# Looped Tube Length For Warmer Weather



## Performance Catapults (Feb 3, 2010)

For the past week or so, unseasonably warm weather has graced this part of the country. During this time while shooting looped tubes, my accuracy fell off. Likewise it seemed it took more energy to hold a draw with the same bands I was shooting just a couple of weeks ago. MJ was reporting the same results as well. The particular bands I'm referring to was the 1842GT Looped Tube bands.

When I initially did testing with these bands, the weather must have been a bit cooler than I previously stated. The temperature today is 79*, and all three lengths of looped 1842 tubes I sell and shoot, are 20fps faster on average than what I initially stated back in the early Fall. The GT's are hovering around 220fps, shooting 3/8" steel with a 30" draw. The Comp bands are around 210, and the Sport are 200+.

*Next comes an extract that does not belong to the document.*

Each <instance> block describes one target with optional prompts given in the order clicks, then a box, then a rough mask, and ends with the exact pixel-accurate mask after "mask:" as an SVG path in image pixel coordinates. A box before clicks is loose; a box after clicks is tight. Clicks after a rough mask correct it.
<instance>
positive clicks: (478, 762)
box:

I'm going to assume the extra recoil with the warmer weather is affecting accuracy, with what I have been accustomed to feeling through the winter. I spent some time shooting this weekend with the Comp and Sport length 1842's, and accuracy is no issue with the Sport length set. 200fps is nothing to shake a stick at to boot.

So if anyone is noticing the same accuracy issue, try throttling it back with some longer length looped tubes, and I'm certain you'll see improvements.

- Jim


----------



## Knoll (Nov 10, 2011)

hmmmm ... shot a bunch in early afternoon AFTER shortening bands from 9" to 8 3/4 ... 3/4" latex. It was fairly warm ... likely pushing 80. Accuracy was in the toilet. Stopped in bit of disgust.

Then read your post. What the heck, why not try lengthening bands? Did so ... from 8 3/4 to 9". Went out and hit 22 of 41 on 2 3/4" bull from 33'. Tons better than earlier!

THANKS!!


----------



## flippinout (Jul 16, 2010)

If you are unable to lengthen the bands, try increasing the ammo size. This often helps balance the increased rate of of retraction due to warm weather.


----------



## Performance Catapults (Feb 3, 2010)

By lengthening the bands, I mean to just make another set, longer than the set you are currently using. It can be difficult to lengthen a set already rigged up


----------



## M.J (Nov 1, 2010)

Yeah, my looped tube accuracy fell apart when it got warm. I'll try some of the longer ones tomorrow.
Rubber is funny stuff!


----------